Problems & Solutions:

We only had 1 problem while working through these 2 labs. We didn’t check that all of the switches had been reloaded properly. We incorrectly made the assumption that if the first was clear, then the rest would be, too. This became a problem when we checked the VLANs we’d created and noticed there were a few there that we had not created. Since we’d already configured quite a bit, we decided to use the no vlan <vlan_id> command to remove the unwanted VLANs from the database so we didn’t have to delete vlan.dat and reload the switch. Once we had all the VLANs matching on the three switches, we were able to verify connectivity.

How We Tested the Lab:

As usual, we tested the labs by making sure our output matched what was expected according to the lab instructions. For the first lab, we tested connectivity of switches after initial configuration and setup by using the ping command. After configuring STP, we used the show spanning-tree command to determine the root bridge, as well as the bridge priority and port roles on each switch. We used the same command to view STP changes after we changed the port cost on the blocked port, as well as when we viewed changes based on port priority.

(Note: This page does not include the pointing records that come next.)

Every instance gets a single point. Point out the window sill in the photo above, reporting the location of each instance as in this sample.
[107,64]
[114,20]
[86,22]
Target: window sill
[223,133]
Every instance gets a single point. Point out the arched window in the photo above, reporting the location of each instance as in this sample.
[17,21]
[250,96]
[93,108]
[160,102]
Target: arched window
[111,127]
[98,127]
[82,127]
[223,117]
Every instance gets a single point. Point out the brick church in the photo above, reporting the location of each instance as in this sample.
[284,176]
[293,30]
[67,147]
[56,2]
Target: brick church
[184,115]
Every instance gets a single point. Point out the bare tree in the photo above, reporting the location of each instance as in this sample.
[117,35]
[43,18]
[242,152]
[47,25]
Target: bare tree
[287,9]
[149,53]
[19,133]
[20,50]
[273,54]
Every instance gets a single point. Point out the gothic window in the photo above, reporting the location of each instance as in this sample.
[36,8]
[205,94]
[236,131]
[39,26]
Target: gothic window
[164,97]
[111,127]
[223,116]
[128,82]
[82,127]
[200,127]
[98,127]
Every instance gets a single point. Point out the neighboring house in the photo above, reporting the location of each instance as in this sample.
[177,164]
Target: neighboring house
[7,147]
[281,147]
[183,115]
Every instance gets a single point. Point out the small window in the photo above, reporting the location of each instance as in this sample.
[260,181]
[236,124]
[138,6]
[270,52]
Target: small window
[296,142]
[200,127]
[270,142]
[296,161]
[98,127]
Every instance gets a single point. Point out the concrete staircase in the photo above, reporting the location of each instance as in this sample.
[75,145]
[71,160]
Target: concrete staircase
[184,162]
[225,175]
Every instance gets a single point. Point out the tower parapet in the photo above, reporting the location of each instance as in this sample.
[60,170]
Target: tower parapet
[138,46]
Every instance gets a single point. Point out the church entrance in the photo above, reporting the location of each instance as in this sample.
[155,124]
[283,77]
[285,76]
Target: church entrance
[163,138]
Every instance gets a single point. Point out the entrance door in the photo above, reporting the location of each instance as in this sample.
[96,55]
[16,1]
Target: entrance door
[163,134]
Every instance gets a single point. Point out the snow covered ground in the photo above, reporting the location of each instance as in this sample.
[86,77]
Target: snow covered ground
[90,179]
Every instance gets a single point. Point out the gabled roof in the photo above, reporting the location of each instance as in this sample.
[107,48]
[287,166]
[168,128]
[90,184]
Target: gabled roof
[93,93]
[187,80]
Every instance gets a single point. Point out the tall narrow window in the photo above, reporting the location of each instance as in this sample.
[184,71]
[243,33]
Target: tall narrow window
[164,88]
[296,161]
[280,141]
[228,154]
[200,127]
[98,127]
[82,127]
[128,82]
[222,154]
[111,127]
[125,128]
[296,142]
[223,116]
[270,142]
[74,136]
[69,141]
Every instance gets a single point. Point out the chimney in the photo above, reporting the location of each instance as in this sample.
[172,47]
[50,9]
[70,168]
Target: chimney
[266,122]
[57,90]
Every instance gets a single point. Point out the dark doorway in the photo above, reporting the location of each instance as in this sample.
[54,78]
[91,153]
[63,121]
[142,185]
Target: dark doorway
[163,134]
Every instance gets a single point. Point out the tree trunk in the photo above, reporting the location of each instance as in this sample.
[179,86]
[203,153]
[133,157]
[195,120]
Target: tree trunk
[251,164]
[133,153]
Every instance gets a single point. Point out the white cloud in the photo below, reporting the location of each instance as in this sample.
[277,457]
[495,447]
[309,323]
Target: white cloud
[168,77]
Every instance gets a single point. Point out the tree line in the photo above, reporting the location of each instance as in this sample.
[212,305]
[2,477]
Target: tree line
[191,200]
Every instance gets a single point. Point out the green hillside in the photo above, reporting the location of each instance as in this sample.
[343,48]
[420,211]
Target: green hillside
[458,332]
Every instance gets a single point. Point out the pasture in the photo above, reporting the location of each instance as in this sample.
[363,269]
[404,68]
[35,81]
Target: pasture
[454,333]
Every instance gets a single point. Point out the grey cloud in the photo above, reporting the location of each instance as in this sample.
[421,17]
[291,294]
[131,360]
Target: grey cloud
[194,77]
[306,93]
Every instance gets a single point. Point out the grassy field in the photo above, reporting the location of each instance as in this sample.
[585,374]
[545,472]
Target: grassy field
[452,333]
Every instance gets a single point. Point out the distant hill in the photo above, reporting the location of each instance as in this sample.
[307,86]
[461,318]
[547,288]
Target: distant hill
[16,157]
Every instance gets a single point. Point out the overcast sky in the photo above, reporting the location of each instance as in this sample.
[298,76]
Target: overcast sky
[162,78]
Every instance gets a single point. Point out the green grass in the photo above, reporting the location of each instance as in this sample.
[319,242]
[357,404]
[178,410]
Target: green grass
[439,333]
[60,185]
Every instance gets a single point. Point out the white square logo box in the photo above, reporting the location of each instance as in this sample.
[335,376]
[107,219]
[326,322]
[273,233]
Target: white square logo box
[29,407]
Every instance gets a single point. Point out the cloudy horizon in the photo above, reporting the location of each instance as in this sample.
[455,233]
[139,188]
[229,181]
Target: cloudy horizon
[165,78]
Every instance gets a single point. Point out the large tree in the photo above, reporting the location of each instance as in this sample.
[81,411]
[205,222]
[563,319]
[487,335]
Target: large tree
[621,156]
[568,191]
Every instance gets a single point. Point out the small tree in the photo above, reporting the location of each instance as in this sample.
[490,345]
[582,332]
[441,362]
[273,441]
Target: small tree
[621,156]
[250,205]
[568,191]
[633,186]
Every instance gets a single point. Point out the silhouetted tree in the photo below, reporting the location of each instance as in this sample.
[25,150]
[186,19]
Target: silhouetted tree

In the second lab, we didn’t verify anything until after configuring VLANs. We used the show vlan brief command to check that we’d configured the correct VLANs ad assigned the required ports. (This is where we noticed that one of the switches had not been properly reloaded by the last user.) We checked trunk interfaces by using the show interfaces trunk command. We also verified all the other configuration settings we made by using the show running-config command. Then we tested connectivity of our configuration with a ping from PC-A to PC-B. We used the debug spanning-tree events to watch the process of convergence happening after we shutdown a port. (We used no debug spanning-tree events to turn it off.) We used the same commands to view convergence with PVST+ and Rapid PVST+ configurations. All of our tests with both labs were successful.

What We Learned:

In the first lab, we learned there are several numbers that can affect the election of the root bridge in STP. First, the switches look to the priority number (or combination of priority number and vlan id). If the priority is equal, then the switches will use the lowest MAC address. In order to determine port roles, switches look at the port cost for each port involved. Because defaults might lead to sub-optimal network switching, both the priority and port cost can be configured by an administrator. Finally, if port cost and bridge IDs are equal, port roles are determined by the port number, with the lowest port number taking priority.

In the second lab, we learned about PVST+ and Rapid PVST+. The default setting for spanning-tree mode on Cisco switches is PVST+. We learned how to configure a primary and secondary root bridge using the spanning-tree vlan <vlan_id> root primary and spanning-tree vlan <vlan_id> root secondary commands. While using a debug command to watch network convergence, we learned that Rapid PVST+ converges noticeably quicker that PVST+. Using PortFast helps with faster convergence, because it allows configured ports to go directly into forwarding mode, rather than cycling through all the steps to get there. Additionally, BPDU Guard helps protect a port by shutting it down if it receives a BPDU packet (which is not the expectation on a port where it is enabled), allowing time for an administrator to check and see if some topology change happened which would require re-configuration of the port. Overall, we learned there are several configuration factors that can be set to influence traffic patterns on a network.